Mit der Verkürzung der Serie und der Verschiebung der Spiele werde der Spielbetrieb nach dem erwarteten Entscheid des Bundesrats wieder aufgenommen – so dass die NLA-Meisterschaft hoffentlich unter fairen Bedingungen zu Ende gespielt werden kann. Geplant sind die jeweils maximal drei Spiele der Playoff-Halbfinals für Mittwoch, 18. März (+/- 1 Tag), Samstag, 21. März und Mittwoch, 25. März (+/- 1 Tag). Dieser Entscheid gilt Vorbehalt anderslautender Vorschriften auf Bundes- oder Kantonsebene.


Drei Tage vor Beginn des Playoff-Halbfinals gegen Lausanne hängt Volley Amriswil noch immer in der Luft. Zwar erhielt der souveräne Qualifikationssieger am Dienstag vom Kanton Thurgau grünes Licht für die Durchführung des ersten Spiels der Best-of-five-Serie in der Tellenfeldhalle – und das mit Publikum. Das heisst aber nicht, dass die Behörden im Waadtland für die Spiele in Lausanne gleich entscheiden werden.

«Und was machen wir, wenn wir die Heimspiele austragen könnten, nicht aber die Auswärtsspiele», fragt Amriswils Geschäftsführer Peter Bär. «Oder wenn unsere Halbfinalserie durchgeführt werden kann, die zwischen Schönenwerd und Luzern aber nicht?»

Aus diesem Grund findet bezüglich der kantonal geregelten Massnahmen gegen die Eindämmung des Corona-Virus noch eine Unterredung mit dem nationalen Verband Swiss Volley statt, bevor das Playoff in der NLA plangemäss weitergeführt werden kann.

Spieler bereiten sich vor, als wäre nichts gewesen

Amriswil bereitet sich dennoch auf den Halbfinal vor, als würde er am Samstag um 17 Uhr im Tellenfeld beginnen. «Die Spieler haben nach dem gewonnenen Viertelfinal gegen Traktor Basel nichts an ihrem Trainingsprogramm geändert», sagt Bär.

Für die Durchführung der Partie muss der Verein mehrere Auflagen erfüllen. So wird zum Beispiel jeder Zuschauer beim Eintritt in die Halle namentlich registriert. Und mehr als 1000 Personen dürfen unter keinen Umständen zur gleichen Zeit in der Halle sein. «Die Türen würden vorher geschlossen», sagt Amriswils Geschäftsführer.

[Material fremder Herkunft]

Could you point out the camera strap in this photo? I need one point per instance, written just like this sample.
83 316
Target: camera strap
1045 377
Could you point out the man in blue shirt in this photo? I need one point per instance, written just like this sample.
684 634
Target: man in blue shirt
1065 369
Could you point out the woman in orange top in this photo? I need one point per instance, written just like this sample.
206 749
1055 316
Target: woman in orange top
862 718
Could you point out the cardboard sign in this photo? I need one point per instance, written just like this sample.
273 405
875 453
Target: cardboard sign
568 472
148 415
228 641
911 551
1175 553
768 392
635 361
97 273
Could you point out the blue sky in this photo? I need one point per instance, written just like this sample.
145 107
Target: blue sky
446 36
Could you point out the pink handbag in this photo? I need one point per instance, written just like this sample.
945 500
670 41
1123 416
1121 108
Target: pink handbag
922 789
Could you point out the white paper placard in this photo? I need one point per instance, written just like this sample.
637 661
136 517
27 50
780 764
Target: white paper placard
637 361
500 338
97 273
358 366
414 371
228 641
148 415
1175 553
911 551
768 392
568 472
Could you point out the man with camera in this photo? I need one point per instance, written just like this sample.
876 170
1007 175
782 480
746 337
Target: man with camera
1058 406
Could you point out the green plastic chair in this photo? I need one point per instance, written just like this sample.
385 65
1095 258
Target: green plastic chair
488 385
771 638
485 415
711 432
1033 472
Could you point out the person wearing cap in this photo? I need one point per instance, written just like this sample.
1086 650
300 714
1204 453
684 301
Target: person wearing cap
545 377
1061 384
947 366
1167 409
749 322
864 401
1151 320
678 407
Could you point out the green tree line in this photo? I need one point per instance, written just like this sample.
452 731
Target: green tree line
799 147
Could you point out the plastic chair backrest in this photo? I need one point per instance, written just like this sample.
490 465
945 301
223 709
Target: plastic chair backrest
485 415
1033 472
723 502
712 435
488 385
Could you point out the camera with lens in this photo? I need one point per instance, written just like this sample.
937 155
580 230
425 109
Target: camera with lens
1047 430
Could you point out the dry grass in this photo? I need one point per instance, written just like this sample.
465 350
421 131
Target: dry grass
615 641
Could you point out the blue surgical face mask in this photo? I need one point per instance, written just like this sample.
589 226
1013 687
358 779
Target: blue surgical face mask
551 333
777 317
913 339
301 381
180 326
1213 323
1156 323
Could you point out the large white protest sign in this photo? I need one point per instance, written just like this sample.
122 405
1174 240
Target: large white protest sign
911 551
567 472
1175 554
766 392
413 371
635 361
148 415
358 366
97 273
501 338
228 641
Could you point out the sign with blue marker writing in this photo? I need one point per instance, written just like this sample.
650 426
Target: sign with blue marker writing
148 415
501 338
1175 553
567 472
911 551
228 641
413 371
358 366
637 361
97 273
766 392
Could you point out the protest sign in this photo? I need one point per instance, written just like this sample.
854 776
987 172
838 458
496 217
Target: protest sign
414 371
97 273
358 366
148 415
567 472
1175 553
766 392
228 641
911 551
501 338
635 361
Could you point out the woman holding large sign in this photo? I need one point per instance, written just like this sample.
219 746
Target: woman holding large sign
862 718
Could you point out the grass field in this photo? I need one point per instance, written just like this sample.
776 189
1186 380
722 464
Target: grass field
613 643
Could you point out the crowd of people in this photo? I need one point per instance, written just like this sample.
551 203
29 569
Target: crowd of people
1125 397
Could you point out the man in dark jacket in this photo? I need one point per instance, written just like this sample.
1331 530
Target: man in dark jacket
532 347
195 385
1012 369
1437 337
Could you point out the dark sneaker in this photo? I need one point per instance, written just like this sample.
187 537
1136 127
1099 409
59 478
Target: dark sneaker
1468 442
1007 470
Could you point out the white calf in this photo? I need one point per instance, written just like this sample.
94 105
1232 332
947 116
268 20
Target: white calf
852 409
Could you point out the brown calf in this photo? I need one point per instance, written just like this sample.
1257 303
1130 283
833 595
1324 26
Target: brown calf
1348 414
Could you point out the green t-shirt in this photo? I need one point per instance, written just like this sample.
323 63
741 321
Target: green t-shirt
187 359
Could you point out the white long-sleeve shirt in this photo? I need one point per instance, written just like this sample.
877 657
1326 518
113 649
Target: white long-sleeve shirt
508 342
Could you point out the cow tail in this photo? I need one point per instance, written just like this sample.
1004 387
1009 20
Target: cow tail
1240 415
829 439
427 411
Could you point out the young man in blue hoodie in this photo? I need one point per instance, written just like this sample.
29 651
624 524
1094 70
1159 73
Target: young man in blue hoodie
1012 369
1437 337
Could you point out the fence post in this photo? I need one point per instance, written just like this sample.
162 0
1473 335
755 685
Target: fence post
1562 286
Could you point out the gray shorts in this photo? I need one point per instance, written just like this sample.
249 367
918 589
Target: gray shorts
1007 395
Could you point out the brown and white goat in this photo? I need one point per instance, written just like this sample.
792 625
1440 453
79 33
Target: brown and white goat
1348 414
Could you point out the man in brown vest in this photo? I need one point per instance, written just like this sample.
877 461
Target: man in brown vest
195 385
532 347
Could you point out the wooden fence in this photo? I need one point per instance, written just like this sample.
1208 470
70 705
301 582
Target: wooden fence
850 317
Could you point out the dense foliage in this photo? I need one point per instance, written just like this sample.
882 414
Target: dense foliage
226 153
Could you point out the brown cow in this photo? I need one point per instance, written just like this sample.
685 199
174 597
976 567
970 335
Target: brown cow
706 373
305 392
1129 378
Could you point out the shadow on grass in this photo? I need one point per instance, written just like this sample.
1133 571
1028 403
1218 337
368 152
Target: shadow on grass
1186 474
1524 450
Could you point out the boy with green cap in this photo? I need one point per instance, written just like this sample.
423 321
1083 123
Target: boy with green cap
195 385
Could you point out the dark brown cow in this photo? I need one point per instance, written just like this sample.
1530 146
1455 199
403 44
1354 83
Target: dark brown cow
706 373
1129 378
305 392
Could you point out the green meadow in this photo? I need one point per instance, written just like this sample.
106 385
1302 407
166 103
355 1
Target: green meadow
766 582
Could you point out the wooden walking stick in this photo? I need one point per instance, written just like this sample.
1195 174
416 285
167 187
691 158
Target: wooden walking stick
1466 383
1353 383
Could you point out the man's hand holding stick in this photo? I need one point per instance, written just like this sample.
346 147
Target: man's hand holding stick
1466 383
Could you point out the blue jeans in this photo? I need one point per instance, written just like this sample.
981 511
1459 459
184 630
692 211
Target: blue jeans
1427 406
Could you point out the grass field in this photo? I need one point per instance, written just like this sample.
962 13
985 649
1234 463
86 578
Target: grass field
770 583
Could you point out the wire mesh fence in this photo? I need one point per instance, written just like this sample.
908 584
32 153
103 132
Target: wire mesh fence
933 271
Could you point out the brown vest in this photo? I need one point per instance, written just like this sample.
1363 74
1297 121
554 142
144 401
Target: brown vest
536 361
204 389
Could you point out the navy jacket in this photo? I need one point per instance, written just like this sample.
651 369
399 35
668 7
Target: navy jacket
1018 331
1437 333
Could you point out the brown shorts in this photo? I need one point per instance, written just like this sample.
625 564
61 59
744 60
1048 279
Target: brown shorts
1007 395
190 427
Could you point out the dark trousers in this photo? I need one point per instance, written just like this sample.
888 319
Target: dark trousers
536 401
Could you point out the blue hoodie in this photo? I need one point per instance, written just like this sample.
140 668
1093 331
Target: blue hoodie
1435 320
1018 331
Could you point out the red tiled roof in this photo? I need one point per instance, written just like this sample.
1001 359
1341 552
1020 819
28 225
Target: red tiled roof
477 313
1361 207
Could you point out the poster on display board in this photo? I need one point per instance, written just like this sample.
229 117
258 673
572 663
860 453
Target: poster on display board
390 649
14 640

Bär geht aber davon aus, dass nicht mehr als 600 bis 800 Zuschauer ans Spiel kommen werden. «Einige sind sicher auch verunsichert und ziehen es vor, derzeit nicht unter die Leute zu gehen», sagt er. Für die Spiele in Lausanne verzichtet Volley Amriswil bewusst auf einen Fan-Car. «Das Gleiche empfehlen wir auch den Lausannern», sagt Bär.

Geisterspiele und Verkürzungen unpopulär

Unter den gegebenen Umständen sei die Lösung «etwas Akzeptables». Die Alternativen wären, sogenannte Geisterspiele ohne Zuschauer durchzuführen oder die Playoff-Serien auf den Best-of-three-Modus zu verkürzen. «Aber das will eigentlich niemand», sagt Bär.

Auch eine zeitliche Verschiebung wie im Eishockey ist praktisch unmöglich. «Die Verträge der Spieler laufen in der Regel Ende April aus», so Bär. Sowieso aber wird die Situation jetzt von Spiel zu Spiel neu beurteilt werden müssen.